Covid-19 : face à la reprise épidémique, "il faut protéger les personnes âgées"

Publié le Mis à jour le

Le Covid-19 gagne du terrain, en France comme en Champagne-Ardenne. Le président du conseil d'orientation de la stratégie vaccinale appelle à la vaccination des plus de 60 ans.

Le Covid-19 ne prend pas de vacances pour l’été. Depuis plusieurs jours, l’épidémie bondit de nouveau en France, avec un taux d’incidence de 481,68. En Champagne-Ardenne, les chiffres sont inférieurs mais restent élevés.

La Haute-Marne est le département le moins affecté par la reprise épidémique, avec un taux d’incidence de 240. Les Ardennes affichent un taux de 318, l’Aube de 291 et la Marne de 350. 

Les Ardennes sont le département où l’évolution du nombre de cas est la plus importante : +66 % en sept jours. Dans la Marne, elle est de 36%, et de 32% en Haute-Marne. L’Aube est le département où la progression est la plus lente : +16,4% en sept jours.

Un sous-variant d’Omicron

Selon Santé Publique France, les signes cliniques présentés par les personnes infectées sont plus fréquents avec ce sous-variant. La fatigue, la toux, la fièvre et les maux de tête sont toujours en tête des symptômes, mais avec un taux de cas renseignés plus important.

La cause de cette reprise épidémique est le sous-variant Omicron BA.5 qui progresse rapidement en France. Cette augmentation est le signe de l’arrivée d’une 7e vague dans le pays.  

Cependant, Santé Publique France insiste aussi sur le fait que les mutations du virus ne sont pas la seule cause de la reprise épidémique. En effet, "la diminution de l’adhésion aux mesures barrières, l’augmentation du nombre de contacts et la diminution de la protection conférée par la vaccination ou une précédente infection ont un impact majeur sur les dynamiques épidémiques." 

Un virus qui peut encore muter

Malgré ces données, Santé Publique France se veut rassurante quant à l’impact de ce variant. Au Portugal, le pic de la vague épidémique causée par le variant BA.5 a été atteint fin avril, mais semble aujourd’hui passé.
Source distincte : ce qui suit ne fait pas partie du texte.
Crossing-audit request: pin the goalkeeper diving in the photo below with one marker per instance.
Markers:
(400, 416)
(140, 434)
Ainsi, "l'impact modéré et limité dans le temps" de cette vague au Portugal est "rassurant quant aux conséquences que pourrait avoir BA.5 en France", rapporte Santé Publique France.

Mais le virus n'a pas dit son dernier mot et pourrait encore évoluer : "L’hypothèse d’un futur variant dominant plus pathogène qu’Omicron, intrinsèquement ou par un échappement plus important à la réponse immunitaire, ne peut pas non plus être exclue".
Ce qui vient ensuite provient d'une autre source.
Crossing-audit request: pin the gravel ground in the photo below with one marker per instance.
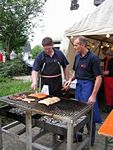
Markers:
(12, 143)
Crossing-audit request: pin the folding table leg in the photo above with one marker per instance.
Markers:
(106, 143)
(1, 144)
(28, 130)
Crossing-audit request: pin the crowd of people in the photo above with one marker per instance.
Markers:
(86, 69)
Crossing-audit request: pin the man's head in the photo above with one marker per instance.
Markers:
(80, 43)
(47, 44)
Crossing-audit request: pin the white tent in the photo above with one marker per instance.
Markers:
(99, 22)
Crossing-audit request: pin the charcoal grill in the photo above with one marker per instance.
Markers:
(66, 110)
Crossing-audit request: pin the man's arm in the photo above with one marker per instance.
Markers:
(67, 83)
(66, 73)
(34, 77)
(92, 98)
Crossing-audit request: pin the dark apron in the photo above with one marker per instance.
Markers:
(83, 91)
(51, 76)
Vaccination : « Il faut protéger les personnes âgées »

Face à cette reprise épidémique, la priorité est "d’assurer au maximum la protection des personnes fragiles, celles qui sont susceptibles d’aller à l’hôpital, d’avoir une forme grave, voire d’en décéder", indique Alain Fischer, président du conseil d'orientation de la stratégie vaccinale, invité de Télématin sur France 2 ce 22 juin.

Aussi les personnes âgées de plus de 60 ans doivent-elles recevoir une dose de rappel, une quatrième dose, "qui ne présente aucun danger", rassure Alain Fischer. "Notre niveau d’immunité, après quelques mois, quand on a plus de 60 ans, est moins durable. On a une mémoire immunitaire moins persistante", précise-t-il.

Cette dose supplémentaire permet de "rattraper le niveau de protection obtenu après le premier rappel, en termes de protection de l’infection, et surtout contre les formes graves."

Pour les personnes plus jeunes et en bonne santé, une nouvelle dose n'est, pour l'heure, pas d'actualité, mais la situation peut encore évoluer. D'autant qu'"à l’automne, de nouveaux vaccins seront disponibles permettant d’élargir le spectre de capacité de protection", conclut Alain Fischer.